At 02:22 AM 1999/10/16 -0700, Greg Hewgill <[EMAIL PROTECTED]> wrote:
>Suppose you were keeping such a list. With one bit (prime vs not-prime) to
>represent each number up to 10^15, you would need approximately 10^14
bytes of
>storage, which is on the order of 100 terabytes. That would be your first
>problem. The second problem would be if you were to present me with the
>smallest number that was not factored, I could almost immediately present you
>with a factorization (or show that it's prime).

The data becomes pretty sparse in bitmap format.
With a little work we could do quite a bit better than that.  First,
the evens greater than two are known composite, so they need not have
bits representing them.  Second, the primes rapidly get sparse enough that
it is more effective to record in several bits, the gaps between primes,
or a multilevel lookup, than a simple yes-no table one bit per odd number.
Third, if the usual data compression methods are more effective than such 
a table construct, we could use those compression methods.

To answer Gordon Bower's question, very partially, Hans Riesel wrote
(in Prime Numbers and Computer Methods for Factorization, 1985, Birkhauser)
that in 1909 D N Lehmer published a factor table and prime table covering
up to 10,017,000, and in 1959 C L Baker and F J Gruenberger published
a table containing the first 6 million primes (all those below 104,395,289).
And there have been a few posts if I recall correctly of how little time
it takes on a modest speed computer to sieve up to 2^32 (~4,000,000,000+)

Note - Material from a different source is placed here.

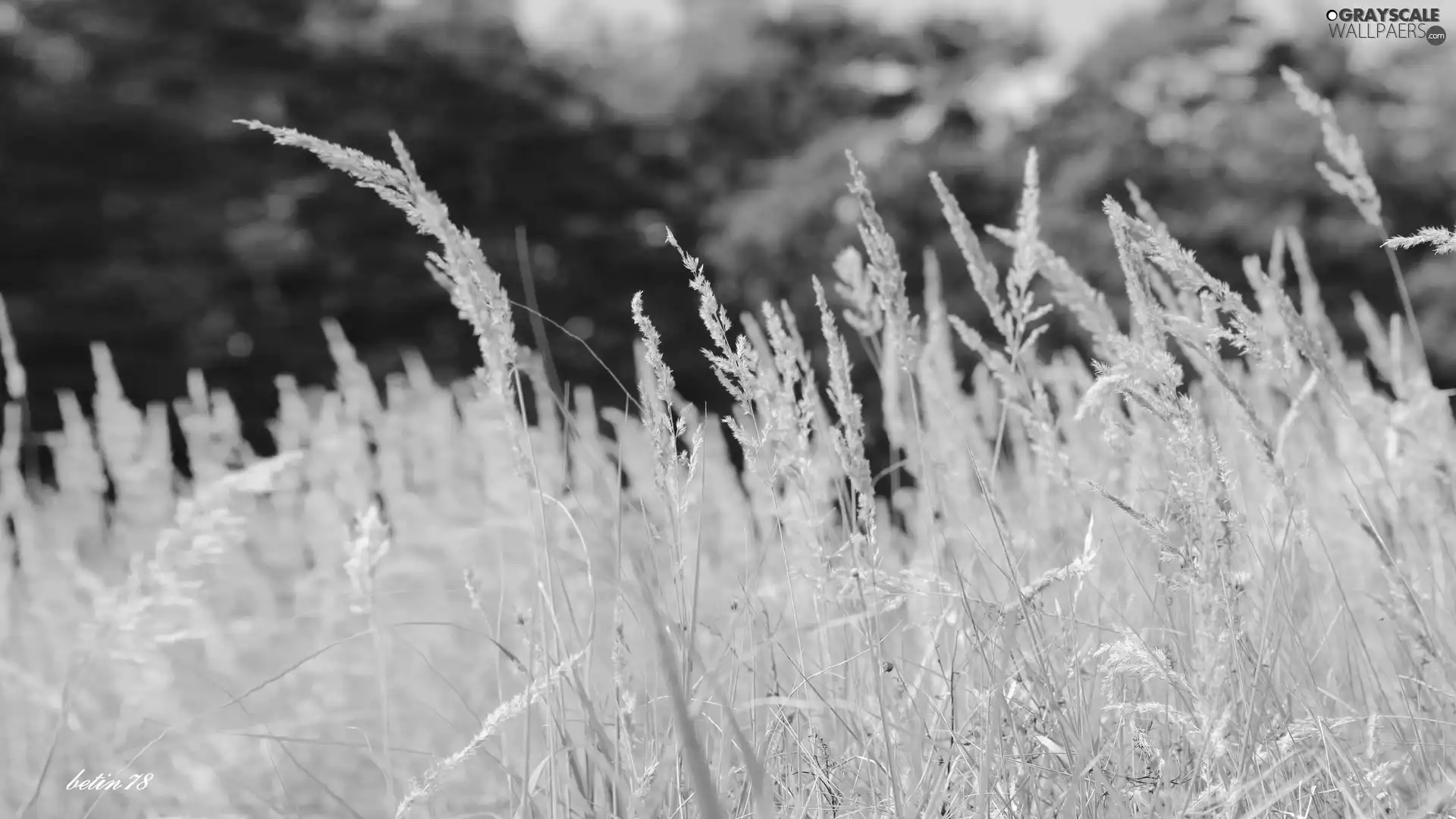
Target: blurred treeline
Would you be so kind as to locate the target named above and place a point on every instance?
(134, 212)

http://www.utm.edu/research/primes/ contains a link to the
Nth prime page at http://www.math.Princeton.EDU/~arbooker/nthprime.html
"Enter 1 for the first prime (2), 2 for the second (3), on up to 
1000000000000 for the trillionth prime (29,996,224,275,833)."

So presumably the region that has been exhaustively searched for general
primes is well above 3x10^13.

Can someone else out there answer more precisely?


On Fri, Oct 15, 1999 at 01:03:57AM -0800, Gordon Bower wrote:
> PS - On an unrelated note --- what is the smallest natural number that is
> not known whether it is prime or composite?